Clark Associates Funeral Home Cremation Services

Cremation and Memorial Planning: Specific Options & Considerations

Many people have either considered cremation, or are curious about this very personal choice of disposition. Clearly, you are not alone. You may be surprised to learn that cremation, is fast becoming a choice of a growing number of families throughout North America.

To answer some of the questions you may have on the subject, we have gathered some background information and explanations of the types of services, memorials, rituals and other concerns asked most often about this method of disposition.
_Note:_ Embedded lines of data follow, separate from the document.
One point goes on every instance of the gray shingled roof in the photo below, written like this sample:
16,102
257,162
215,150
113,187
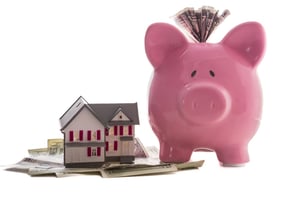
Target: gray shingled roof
103,112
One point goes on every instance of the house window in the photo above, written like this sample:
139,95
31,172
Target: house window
95,151
115,130
106,132
121,130
81,135
129,130
89,137
71,136
89,151
98,134
98,151
106,146
115,145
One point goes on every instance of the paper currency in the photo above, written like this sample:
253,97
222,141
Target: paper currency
200,23
147,162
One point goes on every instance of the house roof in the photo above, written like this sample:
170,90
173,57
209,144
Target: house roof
103,112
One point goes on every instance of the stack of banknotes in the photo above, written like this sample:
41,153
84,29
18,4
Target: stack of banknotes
200,23
49,161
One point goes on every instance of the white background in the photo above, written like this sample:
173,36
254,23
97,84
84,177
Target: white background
51,52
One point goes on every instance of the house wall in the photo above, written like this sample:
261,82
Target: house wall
80,147
125,146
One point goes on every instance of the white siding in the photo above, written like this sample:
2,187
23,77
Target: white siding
85,121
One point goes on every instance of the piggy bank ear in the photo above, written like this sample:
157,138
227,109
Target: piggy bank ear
161,41
248,41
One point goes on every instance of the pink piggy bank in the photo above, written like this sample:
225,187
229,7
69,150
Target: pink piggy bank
203,95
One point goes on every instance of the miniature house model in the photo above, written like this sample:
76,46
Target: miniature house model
98,133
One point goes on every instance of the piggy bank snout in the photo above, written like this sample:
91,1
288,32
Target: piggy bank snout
204,103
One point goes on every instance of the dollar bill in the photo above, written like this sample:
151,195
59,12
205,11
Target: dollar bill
146,164
200,23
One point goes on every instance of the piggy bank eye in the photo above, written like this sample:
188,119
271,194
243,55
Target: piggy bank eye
212,73
193,73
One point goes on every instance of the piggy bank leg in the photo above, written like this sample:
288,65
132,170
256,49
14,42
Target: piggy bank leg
173,154
233,156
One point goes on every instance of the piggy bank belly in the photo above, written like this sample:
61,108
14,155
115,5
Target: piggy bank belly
204,116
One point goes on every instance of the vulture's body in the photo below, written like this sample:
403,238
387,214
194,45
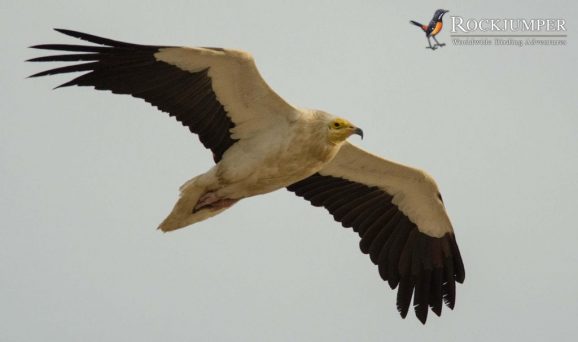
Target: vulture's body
260,143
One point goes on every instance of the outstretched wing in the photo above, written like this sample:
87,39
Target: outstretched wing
217,93
399,215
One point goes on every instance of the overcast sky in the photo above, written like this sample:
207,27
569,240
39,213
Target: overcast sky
86,177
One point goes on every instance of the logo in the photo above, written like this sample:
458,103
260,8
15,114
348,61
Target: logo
508,32
432,30
496,31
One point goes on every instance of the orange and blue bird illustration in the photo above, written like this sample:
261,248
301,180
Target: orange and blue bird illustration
434,27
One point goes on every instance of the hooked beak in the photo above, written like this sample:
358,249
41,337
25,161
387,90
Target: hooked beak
358,131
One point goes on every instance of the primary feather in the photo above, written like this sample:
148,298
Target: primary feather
260,143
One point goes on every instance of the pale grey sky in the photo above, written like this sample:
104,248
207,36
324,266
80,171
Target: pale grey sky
86,177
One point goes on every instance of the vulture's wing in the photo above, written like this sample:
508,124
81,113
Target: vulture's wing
399,215
217,93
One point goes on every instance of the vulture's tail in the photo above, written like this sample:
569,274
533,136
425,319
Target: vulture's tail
183,213
417,24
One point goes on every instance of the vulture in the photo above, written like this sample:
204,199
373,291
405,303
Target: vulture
260,143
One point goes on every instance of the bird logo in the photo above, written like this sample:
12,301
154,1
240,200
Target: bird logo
434,27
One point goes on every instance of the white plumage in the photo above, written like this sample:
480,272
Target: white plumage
260,143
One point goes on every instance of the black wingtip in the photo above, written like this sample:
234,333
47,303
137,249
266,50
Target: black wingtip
422,315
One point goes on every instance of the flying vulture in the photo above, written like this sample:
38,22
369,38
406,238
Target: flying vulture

Cremation is a very personal choice to make, and only you can determine if it is right for you and your family. Whether you select earth burial, entombment or cremation, it is wise to consider the emotional needs of the survivors. By including your family and loved ones in your decisions, you may be able to avoid some of the stresses that so often accompany this emotional and difficult time.

Legal Authorization

Authorization/Legal right to control the disposition of deceased human remains is defined by state law where the death occurred. Generally accepted legal heirachy for burial or cremation in descending relationship are:

  • Person designated in written instrument (final disposition “agent”);
  • Spouse;
  • Domestic Partner;
  • Any Child 18 or Older;
  • Either Parent;
  • Any Brother or Sister 18 or Older;
  • Authorized Guardian;
  • Person 18 or Older now Eligible to Receive an Estate Distribution, in the following descending order:
  • Grandchildren;
  • Great-Grandchildren;
  • Nieces and Nephews;
  • Grand-nieces and Grand-nephews;
  • Grandparents;
  • Aunts and Uncles;
  • First Cousins;
  • Great-Grandchildren of Grandparents;
  • Second Cousins;
  • Fiduciary (Executor);
  • Close friend or other relative who is reasonably familiar with the decedent’s wishes, including his or her religious or moral beliefs, when no one higher on the list is available, willing, or competent to act, and who completes the “At-Need Written Statement” form;
  • Public administrator (or the same official in a county not having a public administrator); or, anyone willing to act on behalf of the decedent who completes the “At-Need Written Statement” form. NOTE: A person – whether next-of-kin or appointed “agent” – who: (1) at the time of the decedent’s death, was the subject of an order of protection issued to protect the decedent; or (2) has been arrested or charged with any crime allegedly causally related to the death of the decedent is automatically prohibited from having or exercising control of the disposition of the deceased’s remains.

The Cremation Process

Cremation by definition is used to prepare the human body for final disposition. Ultimately disposition can be earth burial, entombment, placement in a niche or in a garden within a cemetery, scattering at sea, or holding in safekeeping by a family member or their designated representative.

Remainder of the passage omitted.